Born in Lebanon in 1980, it's no doubt evident by the overdriven scree underscoring his contribution to Staalplaat's Mort Aux Vaches series that Tarek Atoui brings his birthplace's tumultuous sociopolitical clashes headfirst into the fray. An ardent user of Max/MSP software, his music partakes liberally from the French think tanks of electroacoustic composition, referencing Parmegiani, Ferrari, even some of the sinister grand guignol operatics of Pierre Henry. It all makes perfect sense, since Atoui currently serves as co-artistic director of the fertile EAI studios housed at Steim in Amsterdam; aspects of his particular method of cut-'n'-paste collage and found noise also recalls California sound artist Naut Humon's singular Sound Traffic Control multimedia events, in addition to Humon's similar early 80s experimental mash-ups hosted under the guise of post-industrialist mavericks Rhythm and Noise.
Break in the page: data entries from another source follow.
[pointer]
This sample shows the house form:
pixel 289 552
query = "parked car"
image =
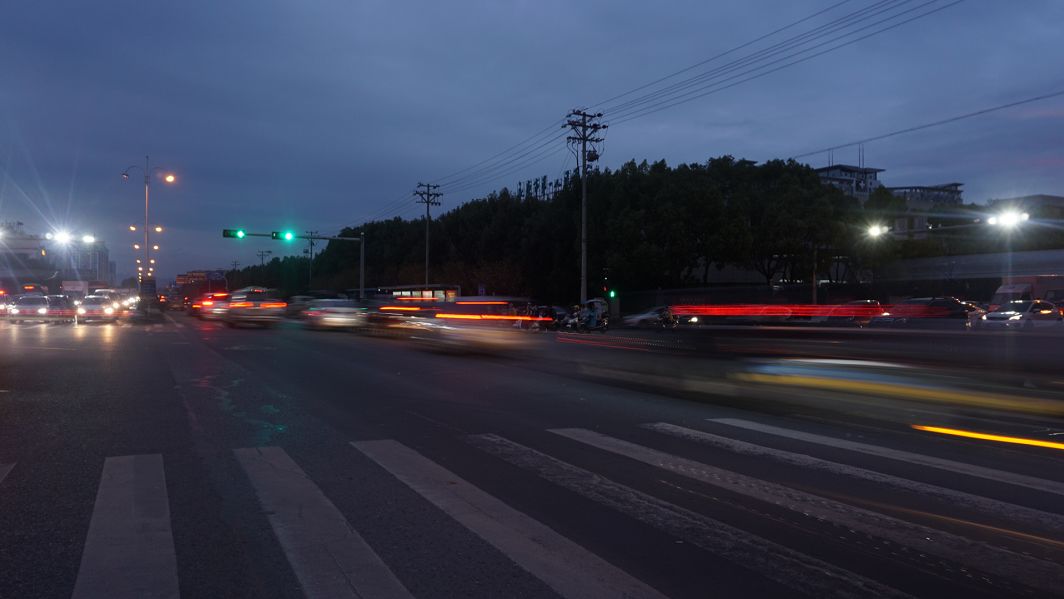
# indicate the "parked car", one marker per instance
pixel 254 305
pixel 334 314
pixel 97 308
pixel 1023 314
pixel 925 313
Initially, Atoui's debut comes across as a bludgeoning exercise in overwrought sampledelica, a Dadaist splatterfest far too convoluted and complicated for its own good. First impressions, however, are often deceiving, as that hoary chestnut goes: Atoui might be as adept at this electroacoustic/musique concréte thing as his mentors, but more tellingly, he clearly has an agenda in mind. Across this EP's six tracks, ideas, images, and infamy speed over the earscape with lightning-like ferocity, Atoui juxtaposing a wealth of uncompromising sounds upon a blood-speckled canvas. Unlike the faux-political grandstanding of Muslimgauze, Atoui's display of malice doesn't stop at geographical barriers, ideologies, or talking-head newscast escapism; slicing up the rhythmic terrain with occasional bursts of gabba, breakcore, and open-air market hip-hop that never quite takes shape (beats rebound off all sonic surfaces with slaps rather than coatings), Atoui's cinematic onslaught flicker-frames its sounds quickly and urgently. Something of an aural polemic rather than travelogue, as beats pummel the air like munitions fire, there's arcing cries and pitiful wailing; street talk trades airtime with empty rhetoric, broadcaster's headlines are drowned out by stop-start electronics and dirty atmospherics. In its brazen manner, a sonic totalitarianism wins out, more so to vividly illustrate the night terrors that must occupy Atoui's imagination before he commits those fears to disc. Certainly electroacoustic cut-up doesn't have to be all light and fuzzy embraces: Atoui emphasizes as such, shocking the new world order accordingly.